VIDEO: Cast and Crew of ‘Blue Is the Warmest Color’
Maroh joins the chorus of other critics who view Blue as voyeuristic and projecting male fantasies of lesbian sex rather than a realistic depiction. In a review of the film, the Times‘ Manohla Dargis said one 20-minute love scene “feels far more about Mr. Kechiche’s desires than anything else,” and expressed disappointment that Kechiche “seems so unaware or maybe just uninterested in the tough questions about the representation of the female body that feminists have engaged for decades.”
Meanwhile, THR‘s Jordan Mintzer took another stance, lauding Kechiche for showing through raw, lengthy scenes “that sex and love can, in the best cases, become one and the same, uniting two people who might actually have less in common than they believe.”

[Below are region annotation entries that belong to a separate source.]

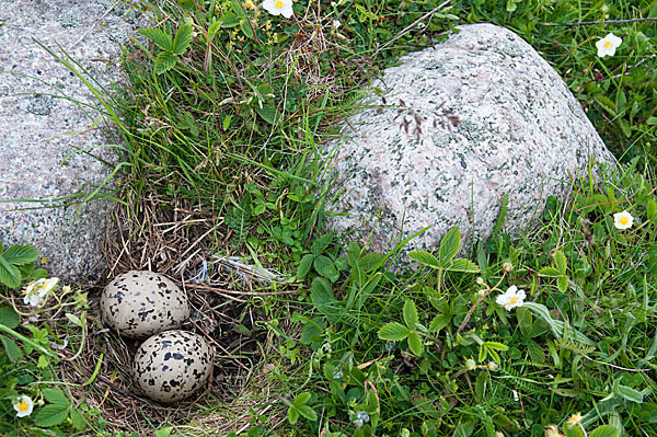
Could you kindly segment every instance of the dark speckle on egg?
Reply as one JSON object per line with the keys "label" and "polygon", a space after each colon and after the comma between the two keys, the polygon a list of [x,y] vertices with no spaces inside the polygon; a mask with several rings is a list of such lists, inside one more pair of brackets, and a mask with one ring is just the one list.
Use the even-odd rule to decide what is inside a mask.
{"label": "dark speckle on egg", "polygon": [[152,400],[177,402],[205,386],[212,371],[212,356],[200,335],[165,331],[139,347],[132,377],[138,389]]}

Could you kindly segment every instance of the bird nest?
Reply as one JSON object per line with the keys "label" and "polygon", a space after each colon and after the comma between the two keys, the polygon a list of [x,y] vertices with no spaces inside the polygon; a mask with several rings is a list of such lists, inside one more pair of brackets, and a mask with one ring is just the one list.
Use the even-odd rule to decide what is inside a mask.
{"label": "bird nest", "polygon": [[186,290],[192,307],[181,329],[203,335],[216,356],[210,381],[192,399],[172,405],[148,401],[130,376],[142,341],[120,337],[101,324],[99,297],[105,284],[90,286],[87,342],[76,359],[60,353],[60,378],[72,383],[73,396],[101,414],[112,430],[151,435],[164,425],[192,424],[199,430],[239,432],[249,426],[252,411],[278,417],[270,399],[276,393],[268,378],[272,369],[263,365],[276,342],[262,307],[272,298],[281,304],[290,301],[297,291],[272,287],[278,273],[226,255],[230,251],[221,229],[221,218],[155,194],[114,211],[101,248],[108,267],[104,283],[132,269],[169,276]]}

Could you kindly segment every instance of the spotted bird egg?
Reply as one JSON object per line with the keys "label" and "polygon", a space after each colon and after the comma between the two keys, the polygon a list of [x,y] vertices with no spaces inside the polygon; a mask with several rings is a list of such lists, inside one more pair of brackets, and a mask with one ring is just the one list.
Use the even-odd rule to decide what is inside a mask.
{"label": "spotted bird egg", "polygon": [[137,350],[132,378],[153,401],[181,401],[204,387],[212,372],[212,349],[204,337],[186,331],[165,331]]}
{"label": "spotted bird egg", "polygon": [[180,327],[189,318],[189,302],[185,291],[165,276],[131,271],[105,287],[101,317],[119,334],[143,338]]}

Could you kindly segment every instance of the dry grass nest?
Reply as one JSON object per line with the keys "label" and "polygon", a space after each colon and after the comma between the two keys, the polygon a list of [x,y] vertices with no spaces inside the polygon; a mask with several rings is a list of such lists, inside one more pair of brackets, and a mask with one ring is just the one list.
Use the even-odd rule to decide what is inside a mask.
{"label": "dry grass nest", "polygon": [[[227,241],[222,229],[221,218],[194,210],[188,202],[172,204],[155,194],[114,211],[101,248],[108,265],[106,280],[88,287],[91,310],[83,350],[70,359],[79,348],[71,340],[73,345],[59,353],[59,377],[72,383],[70,390],[79,404],[102,412],[110,429],[152,435],[152,429],[163,424],[185,424],[189,434],[204,435],[204,429],[212,434],[245,429],[252,409],[274,421],[283,417],[276,382],[268,378],[273,366],[264,360],[276,341],[264,327],[266,317],[261,307],[270,295],[278,295],[280,302],[290,301],[297,289],[262,287],[258,291],[263,278],[257,274],[234,265],[229,269],[229,264],[212,260],[207,248],[230,252],[222,248]],[[163,405],[136,392],[130,366],[142,341],[123,338],[101,324],[103,287],[130,269],[164,274],[184,288],[192,318],[182,329],[203,335],[215,347],[212,377],[193,399]],[[64,312],[48,314],[60,338],[67,335]]]}

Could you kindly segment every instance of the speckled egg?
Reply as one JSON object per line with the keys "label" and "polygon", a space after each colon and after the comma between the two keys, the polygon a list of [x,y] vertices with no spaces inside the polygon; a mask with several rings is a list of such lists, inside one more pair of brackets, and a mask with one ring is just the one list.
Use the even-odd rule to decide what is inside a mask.
{"label": "speckled egg", "polygon": [[132,378],[153,401],[181,401],[204,387],[212,372],[212,349],[200,335],[165,331],[137,350]]}
{"label": "speckled egg", "polygon": [[105,287],[101,317],[119,334],[143,338],[180,327],[189,318],[189,302],[185,291],[165,276],[131,271]]}

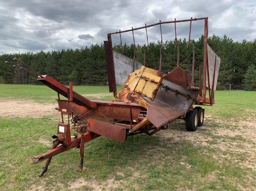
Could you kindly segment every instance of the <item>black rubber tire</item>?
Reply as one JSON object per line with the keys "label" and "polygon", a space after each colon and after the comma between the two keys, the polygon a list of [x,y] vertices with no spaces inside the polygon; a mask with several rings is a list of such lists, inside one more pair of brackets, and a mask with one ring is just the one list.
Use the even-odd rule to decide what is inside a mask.
{"label": "black rubber tire", "polygon": [[195,108],[198,112],[198,127],[202,126],[204,120],[204,109],[201,107]]}
{"label": "black rubber tire", "polygon": [[187,113],[185,117],[186,128],[188,131],[195,131],[198,126],[198,112],[194,109]]}

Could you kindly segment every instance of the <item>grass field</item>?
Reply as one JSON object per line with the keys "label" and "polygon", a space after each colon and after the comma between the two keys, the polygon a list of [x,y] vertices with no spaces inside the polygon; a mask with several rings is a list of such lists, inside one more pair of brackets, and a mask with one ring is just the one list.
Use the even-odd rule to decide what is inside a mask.
{"label": "grass field", "polygon": [[[112,97],[107,87],[74,89],[89,98]],[[195,132],[178,120],[151,137],[135,135],[125,143],[99,137],[85,145],[85,172],[76,171],[80,152],[74,148],[54,157],[43,177],[38,174],[44,162],[32,165],[31,159],[51,149],[59,114],[19,114],[28,102],[53,107],[56,93],[45,86],[0,84],[0,98],[17,114],[0,110],[1,191],[256,190],[256,92],[216,91],[216,104],[204,107],[204,124]],[[13,109],[10,102],[24,107]]]}

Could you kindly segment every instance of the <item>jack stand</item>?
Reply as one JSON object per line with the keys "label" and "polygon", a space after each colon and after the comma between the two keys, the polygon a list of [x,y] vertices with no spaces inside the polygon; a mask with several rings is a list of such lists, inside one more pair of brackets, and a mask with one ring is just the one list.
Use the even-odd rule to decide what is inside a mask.
{"label": "jack stand", "polygon": [[[59,144],[60,144],[60,140],[59,140],[58,139],[56,139],[56,140],[55,140],[53,142],[53,147],[52,148],[52,150],[56,148]],[[47,171],[47,169],[48,169],[48,166],[50,164],[50,163],[51,162],[51,160],[52,160],[52,158],[53,157],[50,157],[47,159],[45,165],[43,167],[43,169],[42,169],[42,171],[41,172],[40,172],[40,174],[39,174],[39,176],[40,177],[43,176],[45,172],[46,172]]]}
{"label": "jack stand", "polygon": [[81,141],[80,143],[80,167],[77,171],[80,172],[84,171],[86,170],[85,167],[83,167],[83,161],[84,161],[84,134],[81,135]]}

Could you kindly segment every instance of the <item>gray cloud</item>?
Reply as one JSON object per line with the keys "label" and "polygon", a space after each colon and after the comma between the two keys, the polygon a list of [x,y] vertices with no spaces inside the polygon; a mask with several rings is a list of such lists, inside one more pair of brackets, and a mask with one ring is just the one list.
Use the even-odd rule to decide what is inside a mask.
{"label": "gray cloud", "polygon": [[94,39],[94,37],[91,35],[90,35],[90,34],[87,34],[78,35],[78,38],[80,39],[84,39],[85,40],[87,40],[88,39]]}
{"label": "gray cloud", "polygon": [[[0,0],[0,54],[90,46],[103,43],[108,33],[191,17],[209,17],[209,36],[253,41],[256,15],[254,0]],[[177,38],[188,39],[189,22],[176,26]],[[203,20],[193,22],[191,39],[200,38],[203,29]],[[162,29],[163,41],[174,39],[174,24]],[[160,32],[159,25],[148,29],[149,41],[161,41]],[[145,33],[134,32],[135,44],[147,43]],[[133,43],[131,32],[121,36],[123,44]],[[120,43],[119,34],[112,39]]]}

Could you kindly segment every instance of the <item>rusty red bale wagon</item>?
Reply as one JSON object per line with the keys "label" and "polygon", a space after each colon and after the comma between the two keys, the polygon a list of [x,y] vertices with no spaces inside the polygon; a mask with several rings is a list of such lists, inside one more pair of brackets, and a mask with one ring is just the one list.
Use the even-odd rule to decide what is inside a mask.
{"label": "rusty red bale wagon", "polygon": [[[159,25],[162,38],[163,25],[175,25],[176,42],[176,24],[179,22],[190,23],[188,47],[192,23],[198,20],[204,20],[203,63],[202,68],[199,69],[199,87],[194,85],[194,51],[191,72],[189,70],[185,71],[180,66],[177,46],[177,67],[165,74],[161,71],[161,53],[159,69],[155,70],[146,66],[145,54],[143,64],[136,62],[135,46],[133,59],[113,50],[111,35],[119,35],[122,53],[121,34],[132,32],[135,45],[134,31],[145,30],[148,47],[147,29]],[[56,109],[61,113],[61,121],[58,124],[56,134],[52,136],[54,139],[52,149],[32,157],[34,159],[32,164],[47,159],[39,176],[43,176],[46,172],[54,156],[74,147],[80,149],[79,171],[82,171],[85,169],[83,165],[84,143],[100,136],[124,142],[130,135],[138,134],[152,135],[166,129],[169,123],[177,119],[185,121],[189,131],[195,131],[198,127],[202,126],[204,109],[201,106],[212,106],[215,103],[214,90],[220,63],[220,59],[207,44],[208,34],[208,18],[160,21],[153,25],[108,34],[104,46],[109,91],[114,92],[115,97],[113,101],[88,99],[73,91],[72,83],[69,87],[64,86],[48,76],[37,73],[16,58],[14,61],[25,67],[6,61],[6,64],[13,64],[14,67],[29,73],[58,93]],[[122,86],[120,92],[117,92],[117,84]],[[61,99],[60,95],[67,99]],[[67,115],[67,119],[64,119],[64,115]]]}

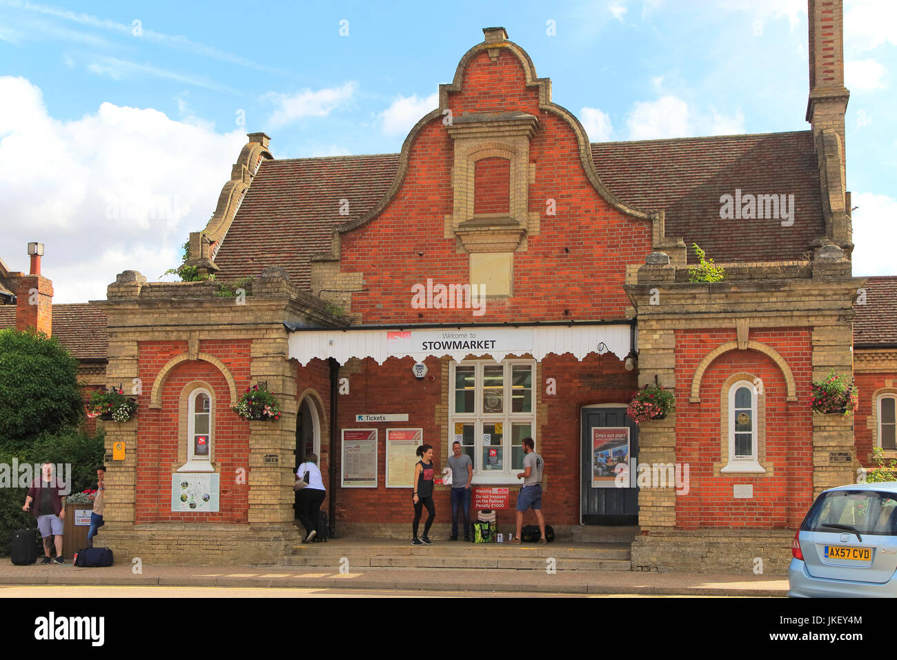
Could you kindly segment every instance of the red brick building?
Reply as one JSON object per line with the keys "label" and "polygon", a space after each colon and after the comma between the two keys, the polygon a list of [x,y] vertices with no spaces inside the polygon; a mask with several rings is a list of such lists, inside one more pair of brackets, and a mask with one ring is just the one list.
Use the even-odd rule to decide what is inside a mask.
{"label": "red brick building", "polygon": [[[507,527],[532,436],[560,537],[631,543],[633,568],[784,569],[814,495],[893,446],[894,283],[851,276],[840,4],[810,0],[807,131],[589,143],[488,28],[398,154],[277,160],[250,134],[190,236],[216,280],[128,271],[95,303],[107,378],[142,388],[109,429],[117,551],[282,557],[312,451],[337,533],[410,536],[415,439],[438,468],[461,441],[475,486],[508,489]],[[725,280],[689,281],[692,243]],[[857,373],[856,445],[809,410],[830,369]],[[260,381],[283,414],[241,421]],[[675,410],[636,425],[649,384]]]}

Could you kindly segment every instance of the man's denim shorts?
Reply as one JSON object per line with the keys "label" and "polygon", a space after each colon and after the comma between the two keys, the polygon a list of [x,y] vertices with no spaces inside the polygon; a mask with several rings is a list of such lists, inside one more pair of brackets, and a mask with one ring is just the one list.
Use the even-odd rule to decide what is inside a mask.
{"label": "man's denim shorts", "polygon": [[517,510],[526,511],[530,507],[533,510],[542,508],[542,484],[524,486],[517,494]]}
{"label": "man's denim shorts", "polygon": [[38,516],[38,529],[43,538],[50,534],[62,536],[63,526],[62,519],[56,516]]}

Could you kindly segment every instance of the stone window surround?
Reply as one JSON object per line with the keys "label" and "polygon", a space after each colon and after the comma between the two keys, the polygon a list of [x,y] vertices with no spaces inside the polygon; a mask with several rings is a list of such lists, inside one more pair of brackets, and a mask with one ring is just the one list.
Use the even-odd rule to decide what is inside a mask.
{"label": "stone window surround", "polygon": [[[199,392],[209,396],[209,457],[192,456],[193,415],[192,400]],[[214,388],[205,380],[194,380],[184,386],[178,397],[178,463],[175,472],[218,472],[215,468],[215,414],[217,402]]]}
{"label": "stone window surround", "polygon": [[[765,389],[758,391],[753,386],[757,378],[756,375],[745,372],[732,374],[723,383],[723,386],[719,391],[720,461],[713,464],[713,476],[715,477],[723,475],[772,476],[772,465],[766,460],[766,391]],[[756,456],[756,461],[745,461],[745,464],[750,465],[745,465],[744,467],[733,468],[732,465],[736,461],[732,457],[735,451],[735,435],[729,431],[729,418],[731,417],[729,394],[734,390],[736,385],[742,382],[749,385],[754,393],[753,405],[756,412],[754,456]],[[739,462],[741,461],[739,460]],[[745,467],[749,467],[750,469],[745,470],[744,469]]]}
{"label": "stone window surround", "polygon": [[[886,386],[872,393],[872,412],[866,420],[866,428],[872,430],[873,447],[881,447],[882,446],[881,428],[878,422],[878,408],[880,405],[879,402],[886,396],[897,398],[897,387]],[[884,456],[885,458],[897,458],[897,450],[885,449]]]}

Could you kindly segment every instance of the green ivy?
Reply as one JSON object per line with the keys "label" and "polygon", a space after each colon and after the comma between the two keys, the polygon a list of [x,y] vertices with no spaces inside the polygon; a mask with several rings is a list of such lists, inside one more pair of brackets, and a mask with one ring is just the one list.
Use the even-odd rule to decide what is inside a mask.
{"label": "green ivy", "polygon": [[706,282],[712,284],[726,279],[725,268],[714,265],[713,259],[706,258],[704,251],[698,247],[697,243],[692,243],[692,247],[694,248],[694,254],[698,256],[701,263],[697,266],[692,266],[688,269],[689,282]]}

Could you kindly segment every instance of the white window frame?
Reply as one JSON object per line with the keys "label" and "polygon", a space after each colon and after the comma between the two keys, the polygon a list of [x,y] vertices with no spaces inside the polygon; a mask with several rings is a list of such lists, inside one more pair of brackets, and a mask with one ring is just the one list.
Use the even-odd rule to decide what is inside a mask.
{"label": "white window frame", "polygon": [[[875,399],[875,414],[877,415],[877,420],[876,421],[878,421],[878,424],[877,424],[878,428],[875,430],[875,444],[877,445],[877,447],[878,447],[879,449],[883,449],[884,451],[891,451],[891,452],[893,452],[893,451],[895,451],[895,449],[885,449],[882,446],[882,423],[883,423],[882,422],[882,402],[884,399],[893,399],[893,402],[894,402],[894,412],[897,412],[897,395],[895,395],[893,393],[891,393],[891,392],[885,392],[884,394],[878,395],[878,396]],[[897,418],[895,418],[895,419],[897,419]]]}
{"label": "white window frame", "polygon": [[[494,367],[496,365],[501,365],[503,368],[502,372],[502,412],[483,412],[482,404],[483,404],[483,375],[484,367]],[[531,379],[531,388],[530,388],[530,412],[511,412],[511,400],[512,400],[512,374],[514,366],[524,365],[527,366],[532,369],[532,379]],[[475,386],[474,389],[474,412],[456,412],[456,372],[458,367],[475,367],[474,379]],[[461,362],[452,361],[451,369],[448,374],[448,438],[447,446],[446,457],[452,456],[453,452],[451,450],[452,444],[455,441],[455,424],[456,423],[473,423],[474,424],[474,478],[471,482],[472,484],[504,484],[504,483],[520,483],[522,480],[516,478],[518,473],[522,472],[523,468],[512,468],[511,467],[511,457],[513,447],[511,444],[512,439],[512,424],[525,423],[529,424],[530,434],[535,439],[536,432],[536,389],[537,389],[537,375],[538,375],[538,366],[535,360],[504,360],[501,362],[497,362],[493,360],[467,360]],[[483,424],[491,424],[495,422],[501,422],[503,429],[506,430],[502,432],[501,436],[501,447],[502,447],[502,456],[504,458],[504,468],[501,471],[499,470],[483,470],[482,469],[483,462]]]}
{"label": "white window frame", "polygon": [[[209,397],[209,455],[197,456],[194,453],[193,440],[196,430],[196,396],[204,394]],[[190,390],[187,398],[187,463],[178,468],[177,472],[214,472],[212,466],[212,447],[214,439],[215,399],[205,387],[196,387]]]}
{"label": "white window frame", "polygon": [[[736,429],[736,409],[735,395],[742,387],[747,387],[751,391],[751,456],[736,456],[735,455],[735,429]],[[731,385],[728,391],[728,407],[726,414],[728,415],[728,462],[726,466],[719,470],[720,473],[765,473],[766,470],[760,465],[760,420],[757,417],[757,408],[759,403],[759,393],[753,383],[749,380],[739,380]]]}

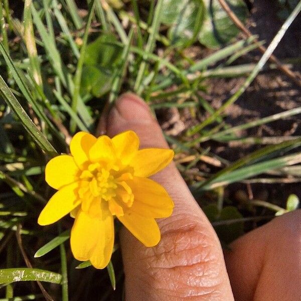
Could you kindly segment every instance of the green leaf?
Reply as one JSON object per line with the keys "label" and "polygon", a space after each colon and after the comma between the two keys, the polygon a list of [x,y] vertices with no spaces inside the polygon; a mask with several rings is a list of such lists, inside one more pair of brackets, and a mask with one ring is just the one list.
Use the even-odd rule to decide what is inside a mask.
{"label": "green leaf", "polygon": [[[85,33],[83,37],[83,44],[80,49],[80,56],[77,62],[77,66],[76,66],[76,71],[75,71],[75,75],[74,76],[74,87],[72,95],[72,102],[71,107],[74,112],[77,112],[78,109],[78,103],[80,98],[80,84],[81,82],[81,77],[83,71],[83,66],[84,65],[84,61],[86,53],[86,49],[87,48],[87,42],[88,41],[88,35],[89,35],[89,30],[92,22],[92,18],[94,13],[94,8],[95,0],[92,0],[89,4],[89,12],[88,13],[88,20],[86,24],[86,28],[85,29]],[[76,129],[76,123],[74,119],[71,119],[70,121],[70,131],[74,133]]]}
{"label": "green leaf", "polygon": [[0,284],[19,281],[44,281],[58,284],[61,283],[60,274],[38,268],[17,268],[0,269]]}
{"label": "green leaf", "polygon": [[214,227],[219,239],[223,242],[229,243],[243,234],[243,222],[241,220],[243,216],[236,207],[226,206],[220,212],[216,204],[210,204],[202,209],[210,222],[213,224],[230,220],[239,221],[229,224],[225,223]]}
{"label": "green leaf", "polygon": [[31,65],[33,77],[39,86],[43,86],[40,62],[38,58],[37,46],[33,26],[31,6],[32,0],[25,0],[24,2],[24,40]]}
{"label": "green leaf", "polygon": [[0,76],[0,97],[6,101],[18,116],[26,130],[40,147],[51,156],[56,154],[56,151],[54,147],[33,122],[1,76]]}
{"label": "green leaf", "polygon": [[174,44],[186,44],[197,37],[205,9],[203,0],[165,0],[162,23],[171,25],[168,37]]}
{"label": "green leaf", "polygon": [[112,34],[103,34],[87,46],[83,68],[81,89],[83,94],[91,92],[100,97],[111,89],[114,70],[120,64],[122,49]]}
{"label": "green leaf", "polygon": [[61,243],[66,241],[70,237],[70,230],[67,230],[56,237],[48,242],[46,244],[39,249],[35,254],[35,257],[39,257],[47,254],[53,249],[59,246]]}
{"label": "green leaf", "polygon": [[85,267],[88,267],[88,266],[91,266],[91,265],[92,263],[90,262],[90,260],[87,260],[80,263],[75,267],[75,268],[84,268]]}
{"label": "green leaf", "polygon": [[113,264],[111,260],[110,260],[109,264],[107,265],[107,269],[108,270],[108,273],[109,274],[109,277],[110,277],[112,287],[113,287],[113,289],[115,290],[115,289],[116,288],[116,278],[115,277],[114,267],[113,266]]}
{"label": "green leaf", "polygon": [[91,266],[91,265],[92,263],[90,262],[90,260],[87,260],[80,263],[75,267],[75,268],[84,268],[85,267],[88,267],[88,266]]}
{"label": "green leaf", "polygon": [[[218,220],[234,220],[242,217],[236,207],[229,206],[223,208]],[[220,239],[226,243],[229,243],[243,234],[243,223],[238,222],[217,226],[215,227],[215,229]]]}
{"label": "green leaf", "polygon": [[291,194],[286,201],[286,210],[288,211],[293,211],[299,207],[299,198],[296,195]]}
{"label": "green leaf", "polygon": [[[218,0],[203,0],[207,9],[199,41],[210,48],[218,48],[236,37],[239,30],[233,24]],[[227,4],[239,20],[244,23],[248,16],[243,0],[227,0]]]}
{"label": "green leaf", "polygon": [[114,45],[116,37],[111,34],[100,36],[87,45],[84,63],[103,68],[116,67],[119,63],[122,49]]}
{"label": "green leaf", "polygon": [[200,190],[208,190],[220,186],[225,186],[234,182],[249,179],[269,171],[293,165],[300,162],[301,153],[267,160],[221,175],[201,187]]}

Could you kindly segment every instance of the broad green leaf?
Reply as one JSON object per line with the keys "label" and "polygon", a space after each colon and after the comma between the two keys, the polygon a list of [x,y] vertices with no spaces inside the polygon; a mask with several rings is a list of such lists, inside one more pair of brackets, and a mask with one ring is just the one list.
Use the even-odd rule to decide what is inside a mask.
{"label": "broad green leaf", "polygon": [[[210,48],[218,48],[236,37],[239,30],[218,0],[203,0],[207,8],[199,41]],[[243,0],[227,0],[232,11],[243,23],[248,16],[248,9]]]}
{"label": "broad green leaf", "polygon": [[81,89],[96,97],[111,89],[114,70],[120,62],[122,49],[113,43],[117,42],[111,34],[103,34],[88,44],[86,49],[82,75]]}
{"label": "broad green leaf", "polygon": [[205,15],[203,0],[165,0],[162,23],[171,25],[168,37],[172,44],[186,44],[197,37]]}
{"label": "broad green leaf", "polygon": [[66,241],[70,236],[70,231],[67,230],[62,233],[56,237],[48,242],[46,244],[39,249],[35,254],[35,257],[39,257],[47,254],[50,251],[53,250],[61,243]]}
{"label": "broad green leaf", "polygon": [[60,284],[60,274],[50,271],[29,267],[0,269],[0,284],[19,281],[44,281]]}
{"label": "broad green leaf", "polygon": [[286,210],[288,211],[293,211],[299,207],[299,198],[296,195],[291,194],[286,201]]}

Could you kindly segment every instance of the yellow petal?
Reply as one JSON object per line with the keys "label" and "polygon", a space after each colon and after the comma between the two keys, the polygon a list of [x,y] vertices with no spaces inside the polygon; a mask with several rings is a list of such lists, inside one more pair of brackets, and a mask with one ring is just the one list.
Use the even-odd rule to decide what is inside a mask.
{"label": "yellow petal", "polygon": [[73,256],[78,260],[90,259],[99,235],[101,222],[79,210],[71,230],[70,244]]}
{"label": "yellow petal", "polygon": [[135,132],[127,130],[112,138],[116,156],[127,164],[139,148],[139,138]]}
{"label": "yellow petal", "polygon": [[77,213],[78,212],[78,210],[79,210],[79,209],[80,209],[80,206],[78,206],[77,207],[75,207],[70,212],[70,216],[72,218],[75,218],[75,217],[77,215]]}
{"label": "yellow petal", "polygon": [[78,132],[70,142],[70,152],[80,168],[89,160],[89,150],[96,141],[96,138],[85,132]]}
{"label": "yellow petal", "polygon": [[136,153],[130,165],[134,175],[147,178],[166,167],[174,158],[174,151],[164,148],[144,148]]}
{"label": "yellow petal", "polygon": [[72,211],[80,203],[78,189],[78,183],[75,182],[54,194],[40,214],[38,223],[42,226],[52,224]]}
{"label": "yellow petal", "polygon": [[134,195],[130,209],[143,216],[157,218],[170,216],[174,202],[163,186],[145,178],[127,181]]}
{"label": "yellow petal", "polygon": [[55,189],[71,184],[76,181],[79,170],[68,155],[62,155],[51,159],[45,168],[45,180]]}
{"label": "yellow petal", "polygon": [[160,241],[160,230],[155,219],[142,216],[130,210],[123,216],[117,217],[145,246],[153,247]]}
{"label": "yellow petal", "polygon": [[110,138],[105,135],[100,136],[90,149],[89,157],[93,162],[114,158],[114,150]]}
{"label": "yellow petal", "polygon": [[108,265],[114,245],[113,216],[108,211],[103,212],[102,215],[98,240],[90,257],[92,265],[96,268],[104,268]]}

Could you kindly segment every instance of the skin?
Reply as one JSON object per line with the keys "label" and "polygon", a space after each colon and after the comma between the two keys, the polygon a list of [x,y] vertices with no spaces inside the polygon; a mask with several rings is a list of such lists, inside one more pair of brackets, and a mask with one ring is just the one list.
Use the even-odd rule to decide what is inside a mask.
{"label": "skin", "polygon": [[[140,148],[168,148],[145,103],[122,95],[110,111],[112,136],[132,129]],[[158,220],[162,238],[147,248],[120,233],[127,301],[301,300],[301,211],[275,218],[232,243],[224,254],[216,234],[173,163],[152,177],[175,202]],[[233,297],[234,295],[234,297]]]}

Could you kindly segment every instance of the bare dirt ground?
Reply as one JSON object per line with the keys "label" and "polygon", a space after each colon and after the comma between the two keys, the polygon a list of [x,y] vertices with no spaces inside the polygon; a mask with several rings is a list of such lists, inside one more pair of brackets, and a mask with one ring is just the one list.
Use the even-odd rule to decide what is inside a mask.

STORY: ‘Blue Is the Warmest Color’ Hailed as ‘a Symbol’ in French Gay Marriage Debate
Maroh’s acclaimed 2011 novel will be published in English later this year, around the time when the big-screen adaptation hits French theaters in October. (There is no release date yet for the U.S.; Sundance Selects has acquired the stateside rights.)
Maroh said in her blog post that Kechiche had snubbed her while shooting the film, and thanked “all those who appeared surprised, shocked, disgusted” by his failure to mention her while accepting the Palme d’Or.
“The gay and queer people laughed because it’s not convincing, and find it ridiculous,” Maroh said of reaction to the film, according to the Times. “And among the only people we didn’t hear giggling were” the “guys too busy feasting their eyes on an incarnation of their fantasies on screen.”